– Sponsored by Microsoft LUIS Research Team (01.2016 – 03.2016)

– Planned and conducted usability studies to evaluate  2 versions of UI of LUIS with 9 participants


– Moderated 3 sessions and took notes for 3 sessions

– Analyzed findings and provided suggestions to improve LUIS


– Xuan Liu

– Marina Makarechian

– Qianying Miao

– Yuhui Chen


How can we leverage the power of machine learning in software development without having to know how machine learning works?
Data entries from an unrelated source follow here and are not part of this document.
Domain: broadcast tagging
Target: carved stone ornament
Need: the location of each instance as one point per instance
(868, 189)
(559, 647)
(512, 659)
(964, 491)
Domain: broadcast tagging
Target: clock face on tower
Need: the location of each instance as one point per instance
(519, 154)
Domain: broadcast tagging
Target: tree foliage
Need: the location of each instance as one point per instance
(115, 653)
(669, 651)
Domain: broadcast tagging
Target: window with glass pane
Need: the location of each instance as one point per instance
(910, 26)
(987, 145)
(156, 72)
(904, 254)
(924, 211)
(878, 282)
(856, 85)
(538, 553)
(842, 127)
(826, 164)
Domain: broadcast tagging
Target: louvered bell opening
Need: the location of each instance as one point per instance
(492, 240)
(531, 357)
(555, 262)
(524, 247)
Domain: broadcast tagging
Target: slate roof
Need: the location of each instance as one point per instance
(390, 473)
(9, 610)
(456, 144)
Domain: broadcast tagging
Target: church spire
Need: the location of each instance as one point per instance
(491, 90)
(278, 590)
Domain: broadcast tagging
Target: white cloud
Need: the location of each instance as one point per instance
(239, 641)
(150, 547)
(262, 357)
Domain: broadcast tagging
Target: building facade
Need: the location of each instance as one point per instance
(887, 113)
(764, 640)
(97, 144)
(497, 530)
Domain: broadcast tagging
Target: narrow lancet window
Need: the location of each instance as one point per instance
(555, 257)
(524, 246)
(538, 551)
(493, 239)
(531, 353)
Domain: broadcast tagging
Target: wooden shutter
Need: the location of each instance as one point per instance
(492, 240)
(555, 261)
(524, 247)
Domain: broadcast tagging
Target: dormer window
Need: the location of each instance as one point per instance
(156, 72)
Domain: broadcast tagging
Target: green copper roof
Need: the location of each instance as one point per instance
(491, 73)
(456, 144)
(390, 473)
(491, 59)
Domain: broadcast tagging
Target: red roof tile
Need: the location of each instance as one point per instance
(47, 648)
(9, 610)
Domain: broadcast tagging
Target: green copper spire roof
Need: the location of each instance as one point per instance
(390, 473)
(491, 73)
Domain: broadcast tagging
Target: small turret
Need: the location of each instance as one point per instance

Microsoft Language Understanding Intelligent Service (LUIS) can use machine learning to help with text and speech processing to make developers’ life easier. With LUIS, any mobile developers can build speech recognition and language understanding features in their applications.

However, LUIS is full of jargon due to the complex technology behind it. Meanwhile, the target users of LUIS are developers who have limited knowledge in machine learning but want to use it for language processing. In such a circumstance, the interaction and workflow of LUIS should be simple and intuitive to make sure that the users can achieve their goals effortlessly.

dev and luis

While LUIS was running on a beta version, the LUIS team had been building a new set of UI based on internal feedback. To improve the UI and UX of LUIS, the LUIS team requested a usability study to evaluate the UI of both versions. Thus, we considered the evaluation of the flow, labeling, navigation, and the overall ease of use as our primary focus. We defined the research questions are the following:

“How intuitive and efficient is the end-to-end application building process?”
“What is the overall ease of use of LUIS?”


Our approach starts with identifying the problems and objectives. First, we created the interaction map to identify the key workflow and tasks in using LUIS. Based on the nature of tasks, we chose the methods and tools to conduct tests and created the data metrics for data collection and evaluation.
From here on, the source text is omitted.